Aston martin : newey, sauveur ou illusionniste ?
L'ambition affichée par aston martin en Formule 1 pour 2026 se heurte à une réalité plus sombre que ne le laissent entrevoir les déclarations optimistes. Au-delà des objectifs immédiats – maîtriser les vibrations, achever les courses, optimiser l’ADU – le projet s’enlise dans une série de complexités qui rendent la perspective d'une véritable percée plus qu'incertaine.

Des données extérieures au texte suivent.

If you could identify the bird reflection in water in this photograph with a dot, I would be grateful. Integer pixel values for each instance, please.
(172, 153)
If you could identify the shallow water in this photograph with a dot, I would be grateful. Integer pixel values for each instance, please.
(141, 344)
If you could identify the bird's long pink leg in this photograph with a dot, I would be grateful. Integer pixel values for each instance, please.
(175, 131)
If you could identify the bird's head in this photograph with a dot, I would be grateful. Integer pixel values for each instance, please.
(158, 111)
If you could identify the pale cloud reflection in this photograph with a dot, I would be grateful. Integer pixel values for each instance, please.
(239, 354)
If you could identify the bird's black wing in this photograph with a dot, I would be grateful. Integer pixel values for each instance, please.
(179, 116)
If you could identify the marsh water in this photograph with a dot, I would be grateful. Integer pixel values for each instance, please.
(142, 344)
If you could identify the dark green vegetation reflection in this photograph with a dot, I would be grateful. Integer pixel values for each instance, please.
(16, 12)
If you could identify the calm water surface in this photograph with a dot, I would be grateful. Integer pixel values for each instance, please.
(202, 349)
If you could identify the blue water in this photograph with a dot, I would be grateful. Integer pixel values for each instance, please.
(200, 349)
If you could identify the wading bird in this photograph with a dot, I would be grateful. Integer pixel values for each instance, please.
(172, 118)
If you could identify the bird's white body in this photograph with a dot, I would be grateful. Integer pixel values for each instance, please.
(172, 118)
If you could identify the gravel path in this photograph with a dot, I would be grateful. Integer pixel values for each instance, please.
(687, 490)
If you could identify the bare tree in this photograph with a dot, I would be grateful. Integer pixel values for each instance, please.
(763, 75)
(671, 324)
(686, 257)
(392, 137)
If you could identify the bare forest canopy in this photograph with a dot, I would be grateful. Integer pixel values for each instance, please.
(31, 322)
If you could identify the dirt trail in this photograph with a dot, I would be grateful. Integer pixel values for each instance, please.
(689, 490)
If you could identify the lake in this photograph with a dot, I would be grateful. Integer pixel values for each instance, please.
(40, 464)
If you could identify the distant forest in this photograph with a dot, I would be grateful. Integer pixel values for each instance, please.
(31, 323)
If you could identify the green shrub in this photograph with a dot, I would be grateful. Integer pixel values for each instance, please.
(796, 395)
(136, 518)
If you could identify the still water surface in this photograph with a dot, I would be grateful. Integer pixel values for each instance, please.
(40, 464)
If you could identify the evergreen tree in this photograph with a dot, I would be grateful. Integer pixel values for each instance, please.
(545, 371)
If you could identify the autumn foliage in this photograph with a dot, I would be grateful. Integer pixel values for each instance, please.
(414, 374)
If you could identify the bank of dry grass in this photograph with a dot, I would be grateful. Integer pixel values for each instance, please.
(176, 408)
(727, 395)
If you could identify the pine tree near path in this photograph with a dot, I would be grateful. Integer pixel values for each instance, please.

Pour Fernando Alonso, l'opportunité rêvée s'est transformée en un défi ardu, rappelant les échecs passés avec McLaren-Honda ou l'Alpine instable de l'ère de l'effet de sol.

La figure tutélaires de newey : une confiance inébranlable ?
Ce qui distingue cette situation, c'est la présence d'un homme censé incarner la solution : Adrian Newey. Sa réputation, forgée au fil de collaborations fructueuses avec Red Bull, McLaren et Williams, lui confère une aura de messie. Damon Hill, ancien champion du monde et collaborateur de Newey chez Williams, l'a récemment souligné : « Il est improbable que cela ne fonctionne pas. Quelque chose finira par en sortir, mais cela prendra du temps. » Un temps qui pourrait s'avérer crucial pour aston martin.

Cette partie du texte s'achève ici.